Sangat disayangkan belum genap sebulan setelah pujian Presiden Jokowi, partai Hanura mengalami drama dan hingga hari ini drama tersebut belum berakhir.  Ketua umum  Oso seharusnya bisa jaga marwah partai. Sosok yang mengobok-obok partai Hanura pasti belum pernah memimpin organisasi.
Kalau jadi ketua ujang-ujungnya konflik, dualisme kepengurusan. Akhirnya gaya kepemimpinannya adalah gaya preman. Pecat sana pecat sini sesuka hati tanpa mendengar aspirasi kader partai. Sikap seperti ini jelas melukai nilai-nilai demokrasi yang pada masa kepemimpinan Wiranto selalu dijadikan sumber inspirasi dan kompas dalam memimpin partai Hanura.

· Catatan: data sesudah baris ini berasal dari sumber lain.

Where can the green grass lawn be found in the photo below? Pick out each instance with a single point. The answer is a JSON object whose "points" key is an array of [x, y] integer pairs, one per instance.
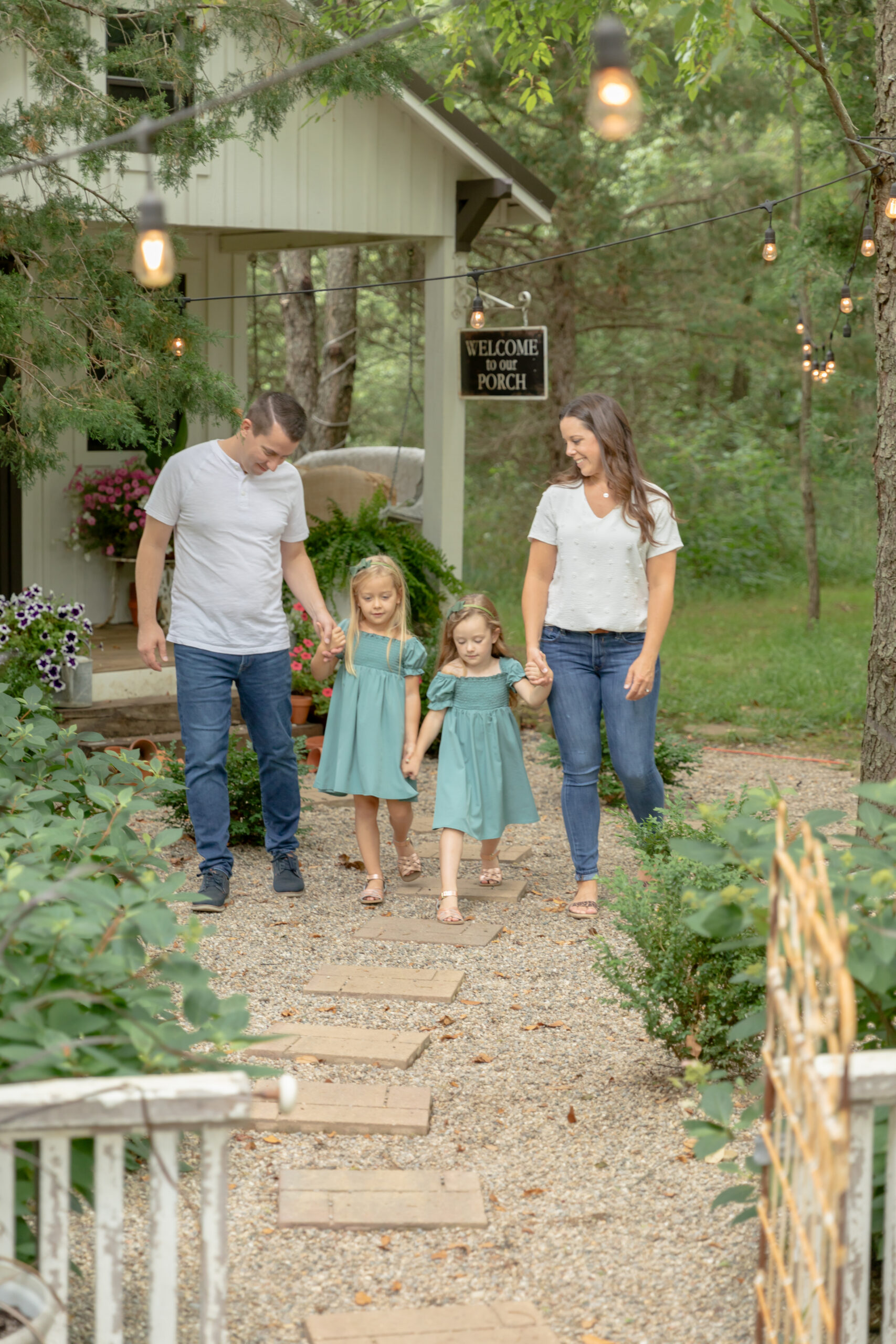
{"points": [[750, 668]]}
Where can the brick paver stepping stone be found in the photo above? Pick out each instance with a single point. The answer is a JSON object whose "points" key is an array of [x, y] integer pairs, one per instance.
{"points": [[426, 987], [335, 1045], [468, 889], [500, 1323], [508, 854], [349, 1109], [381, 1199], [473, 934]]}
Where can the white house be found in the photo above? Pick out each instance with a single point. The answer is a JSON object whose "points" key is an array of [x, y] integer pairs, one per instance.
{"points": [[386, 169]]}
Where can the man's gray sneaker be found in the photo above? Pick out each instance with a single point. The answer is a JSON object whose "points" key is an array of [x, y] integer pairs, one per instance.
{"points": [[214, 891], [287, 875]]}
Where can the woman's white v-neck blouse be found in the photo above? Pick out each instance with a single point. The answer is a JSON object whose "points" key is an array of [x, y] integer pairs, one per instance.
{"points": [[601, 579]]}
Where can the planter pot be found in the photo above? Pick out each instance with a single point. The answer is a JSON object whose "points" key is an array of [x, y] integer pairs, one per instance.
{"points": [[78, 685], [301, 707], [27, 1295], [315, 748]]}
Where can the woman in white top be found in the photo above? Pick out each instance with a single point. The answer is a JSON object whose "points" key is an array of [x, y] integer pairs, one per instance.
{"points": [[597, 601]]}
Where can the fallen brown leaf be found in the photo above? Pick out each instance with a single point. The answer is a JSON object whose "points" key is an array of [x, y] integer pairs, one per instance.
{"points": [[344, 860]]}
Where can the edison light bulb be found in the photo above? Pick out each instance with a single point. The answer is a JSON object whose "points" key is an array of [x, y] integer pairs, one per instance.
{"points": [[614, 100], [154, 253]]}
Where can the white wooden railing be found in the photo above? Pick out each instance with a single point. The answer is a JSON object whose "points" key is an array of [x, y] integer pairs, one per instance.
{"points": [[108, 1110], [872, 1083]]}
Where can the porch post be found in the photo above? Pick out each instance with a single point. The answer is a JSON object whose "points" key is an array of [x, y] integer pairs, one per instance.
{"points": [[444, 412]]}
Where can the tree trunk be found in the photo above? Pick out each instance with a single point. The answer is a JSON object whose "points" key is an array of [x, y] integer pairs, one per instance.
{"points": [[879, 740], [336, 385], [562, 351], [300, 331], [813, 611]]}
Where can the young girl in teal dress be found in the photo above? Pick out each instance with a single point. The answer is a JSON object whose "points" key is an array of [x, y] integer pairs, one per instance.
{"points": [[481, 784], [374, 716]]}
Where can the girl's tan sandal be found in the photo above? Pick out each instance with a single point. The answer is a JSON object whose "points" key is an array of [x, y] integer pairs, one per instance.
{"points": [[370, 896], [409, 866], [450, 916]]}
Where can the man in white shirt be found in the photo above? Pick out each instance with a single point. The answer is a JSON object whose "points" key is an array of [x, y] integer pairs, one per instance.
{"points": [[237, 510]]}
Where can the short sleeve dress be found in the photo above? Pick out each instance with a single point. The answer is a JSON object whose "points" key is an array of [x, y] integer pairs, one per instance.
{"points": [[366, 722], [481, 784]]}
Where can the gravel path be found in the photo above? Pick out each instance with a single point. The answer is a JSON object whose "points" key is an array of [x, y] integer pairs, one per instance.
{"points": [[602, 1222]]}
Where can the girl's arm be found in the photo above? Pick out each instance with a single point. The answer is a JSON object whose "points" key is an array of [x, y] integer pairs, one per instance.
{"points": [[535, 695], [325, 655], [661, 589], [543, 560], [428, 736], [412, 716]]}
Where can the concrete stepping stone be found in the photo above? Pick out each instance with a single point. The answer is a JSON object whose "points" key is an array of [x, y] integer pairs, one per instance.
{"points": [[469, 934], [499, 1323], [508, 854], [349, 1109], [468, 889], [344, 1198], [336, 1045], [426, 987]]}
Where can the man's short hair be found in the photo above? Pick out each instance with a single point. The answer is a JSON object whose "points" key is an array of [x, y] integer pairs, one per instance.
{"points": [[281, 407]]}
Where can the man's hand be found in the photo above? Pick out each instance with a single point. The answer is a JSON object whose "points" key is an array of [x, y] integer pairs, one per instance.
{"points": [[536, 667], [151, 646]]}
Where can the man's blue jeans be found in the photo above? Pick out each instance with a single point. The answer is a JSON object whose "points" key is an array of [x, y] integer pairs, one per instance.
{"points": [[263, 683], [589, 678]]}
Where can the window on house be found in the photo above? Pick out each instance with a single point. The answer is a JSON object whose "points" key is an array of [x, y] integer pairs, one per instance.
{"points": [[124, 33]]}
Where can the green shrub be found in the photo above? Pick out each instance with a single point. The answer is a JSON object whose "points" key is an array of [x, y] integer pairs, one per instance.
{"points": [[340, 542], [97, 978], [673, 756], [688, 991], [244, 790]]}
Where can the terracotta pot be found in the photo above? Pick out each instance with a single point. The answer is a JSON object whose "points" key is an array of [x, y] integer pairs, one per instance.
{"points": [[301, 707], [315, 748]]}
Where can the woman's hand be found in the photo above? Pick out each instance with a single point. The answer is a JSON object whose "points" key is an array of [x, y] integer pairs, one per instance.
{"points": [[536, 667], [640, 678]]}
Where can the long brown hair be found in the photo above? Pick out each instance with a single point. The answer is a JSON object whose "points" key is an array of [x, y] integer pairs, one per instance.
{"points": [[473, 604], [610, 426]]}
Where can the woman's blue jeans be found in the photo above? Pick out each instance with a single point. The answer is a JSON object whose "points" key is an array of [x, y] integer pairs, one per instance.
{"points": [[589, 679], [205, 687]]}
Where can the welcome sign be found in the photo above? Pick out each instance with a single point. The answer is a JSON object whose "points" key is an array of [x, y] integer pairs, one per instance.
{"points": [[510, 363]]}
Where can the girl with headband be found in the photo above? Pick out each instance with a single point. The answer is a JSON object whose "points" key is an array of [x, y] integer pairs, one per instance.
{"points": [[481, 784], [375, 714]]}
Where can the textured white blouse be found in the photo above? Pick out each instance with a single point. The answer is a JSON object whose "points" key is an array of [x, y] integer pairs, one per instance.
{"points": [[601, 577]]}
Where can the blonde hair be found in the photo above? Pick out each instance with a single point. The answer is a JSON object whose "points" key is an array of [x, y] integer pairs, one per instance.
{"points": [[473, 604], [399, 631]]}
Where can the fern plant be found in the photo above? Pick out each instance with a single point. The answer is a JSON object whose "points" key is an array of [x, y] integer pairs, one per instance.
{"points": [[344, 539]]}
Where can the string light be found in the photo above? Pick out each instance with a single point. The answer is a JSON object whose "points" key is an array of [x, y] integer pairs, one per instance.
{"points": [[614, 100], [154, 252], [769, 248], [477, 312]]}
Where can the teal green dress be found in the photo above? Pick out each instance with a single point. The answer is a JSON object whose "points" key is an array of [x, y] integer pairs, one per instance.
{"points": [[366, 722], [481, 785]]}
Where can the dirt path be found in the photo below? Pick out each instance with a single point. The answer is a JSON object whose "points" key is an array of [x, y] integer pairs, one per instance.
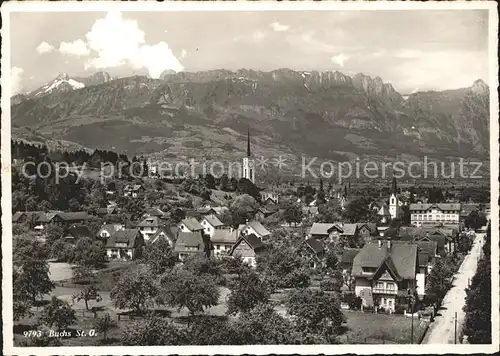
{"points": [[442, 330]]}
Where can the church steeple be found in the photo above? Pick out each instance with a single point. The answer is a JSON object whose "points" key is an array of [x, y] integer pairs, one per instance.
{"points": [[248, 143], [394, 188]]}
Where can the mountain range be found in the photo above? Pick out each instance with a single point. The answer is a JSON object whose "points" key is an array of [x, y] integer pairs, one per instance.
{"points": [[207, 114]]}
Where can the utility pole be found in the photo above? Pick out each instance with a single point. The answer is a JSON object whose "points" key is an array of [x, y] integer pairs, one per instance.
{"points": [[455, 327]]}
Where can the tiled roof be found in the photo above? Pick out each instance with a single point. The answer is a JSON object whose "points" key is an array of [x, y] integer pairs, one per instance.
{"points": [[349, 229], [128, 236], [441, 206], [225, 235], [170, 231], [192, 224], [322, 228], [259, 228], [253, 241], [403, 256], [315, 245], [110, 228], [152, 221], [384, 211], [78, 232], [189, 239], [348, 255], [74, 215], [213, 220]]}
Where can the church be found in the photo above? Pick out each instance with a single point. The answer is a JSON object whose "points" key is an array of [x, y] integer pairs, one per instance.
{"points": [[248, 163]]}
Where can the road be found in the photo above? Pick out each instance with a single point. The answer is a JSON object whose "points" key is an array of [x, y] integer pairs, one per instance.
{"points": [[442, 330]]}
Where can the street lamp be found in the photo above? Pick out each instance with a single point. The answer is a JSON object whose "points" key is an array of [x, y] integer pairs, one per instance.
{"points": [[411, 296]]}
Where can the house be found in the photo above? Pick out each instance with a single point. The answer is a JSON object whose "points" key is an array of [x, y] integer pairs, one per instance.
{"points": [[349, 231], [445, 238], [432, 214], [76, 232], [384, 272], [166, 232], [347, 259], [346, 262], [325, 231], [109, 229], [191, 243], [223, 241], [427, 254], [149, 226], [134, 191], [65, 219], [125, 244], [248, 247], [312, 250], [263, 213], [384, 214], [220, 209], [308, 211], [190, 225], [30, 217], [210, 223], [108, 211], [269, 196], [254, 227], [44, 219], [155, 212]]}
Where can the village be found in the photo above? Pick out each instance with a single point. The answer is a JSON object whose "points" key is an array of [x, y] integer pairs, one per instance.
{"points": [[387, 261]]}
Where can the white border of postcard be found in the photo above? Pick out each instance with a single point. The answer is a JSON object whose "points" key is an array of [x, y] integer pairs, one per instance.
{"points": [[37, 6]]}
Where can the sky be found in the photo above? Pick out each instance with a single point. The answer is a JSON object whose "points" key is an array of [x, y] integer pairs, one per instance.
{"points": [[413, 50]]}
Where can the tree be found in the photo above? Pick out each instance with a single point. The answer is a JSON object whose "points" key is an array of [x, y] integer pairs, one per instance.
{"points": [[200, 265], [159, 256], [87, 293], [62, 251], [437, 282], [263, 325], [57, 313], [242, 209], [30, 269], [477, 326], [182, 288], [53, 233], [104, 325], [235, 265], [357, 210], [293, 214], [249, 291], [284, 269], [154, 331], [90, 253], [317, 314], [134, 290]]}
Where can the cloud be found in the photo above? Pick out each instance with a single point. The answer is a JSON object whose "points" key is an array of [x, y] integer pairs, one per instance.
{"points": [[120, 41], [76, 48], [44, 47], [276, 26], [16, 74], [340, 59], [258, 35]]}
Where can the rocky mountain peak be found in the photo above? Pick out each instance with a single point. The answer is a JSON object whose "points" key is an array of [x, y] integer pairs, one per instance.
{"points": [[62, 76], [480, 87]]}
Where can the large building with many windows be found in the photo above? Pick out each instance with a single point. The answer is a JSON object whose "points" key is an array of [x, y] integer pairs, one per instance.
{"points": [[434, 214]]}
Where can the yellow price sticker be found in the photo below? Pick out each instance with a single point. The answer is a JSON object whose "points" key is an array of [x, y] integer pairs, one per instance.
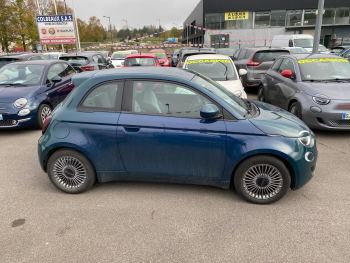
{"points": [[322, 60], [208, 61]]}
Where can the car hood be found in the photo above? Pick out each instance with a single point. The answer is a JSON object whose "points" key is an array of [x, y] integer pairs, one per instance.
{"points": [[232, 85], [275, 121], [333, 90], [10, 94]]}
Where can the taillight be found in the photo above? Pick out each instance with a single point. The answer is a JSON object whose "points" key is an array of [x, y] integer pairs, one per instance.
{"points": [[87, 68], [252, 63], [46, 124]]}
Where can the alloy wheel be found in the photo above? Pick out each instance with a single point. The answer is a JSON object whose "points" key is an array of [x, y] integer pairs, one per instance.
{"points": [[262, 181]]}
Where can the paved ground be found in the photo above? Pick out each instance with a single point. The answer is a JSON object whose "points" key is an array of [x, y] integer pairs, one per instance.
{"points": [[134, 222]]}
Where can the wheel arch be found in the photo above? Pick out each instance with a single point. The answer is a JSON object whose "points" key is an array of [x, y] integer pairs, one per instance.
{"points": [[274, 155]]}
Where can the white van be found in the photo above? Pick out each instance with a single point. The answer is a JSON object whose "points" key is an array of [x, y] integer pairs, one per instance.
{"points": [[301, 40]]}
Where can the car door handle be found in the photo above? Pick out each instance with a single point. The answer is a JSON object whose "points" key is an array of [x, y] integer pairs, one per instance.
{"points": [[131, 129]]}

Jelas sikap dan apa yang dilakukan Oso dan kubunya tak ubahnya sikap anak durhaka yang melukai hati orang tuanya. Orang tua yang selalu memberikan dan melakukan segalanya  sejak dini, kini dituduh yang menyakitkan dan diancam diusir dari rumah. Kelakuan Oso sangat cocok dengan adagium pepatah tradisional kita "air susu dibalas air tuba." Jika partai Hanura tetap dipegang oleh sosok pemimpin yang tidak menggunakan hati nurani dalam mengelola partainya, bagaimana mungkin bisa membawa arah perubahan di tengah masyarakat.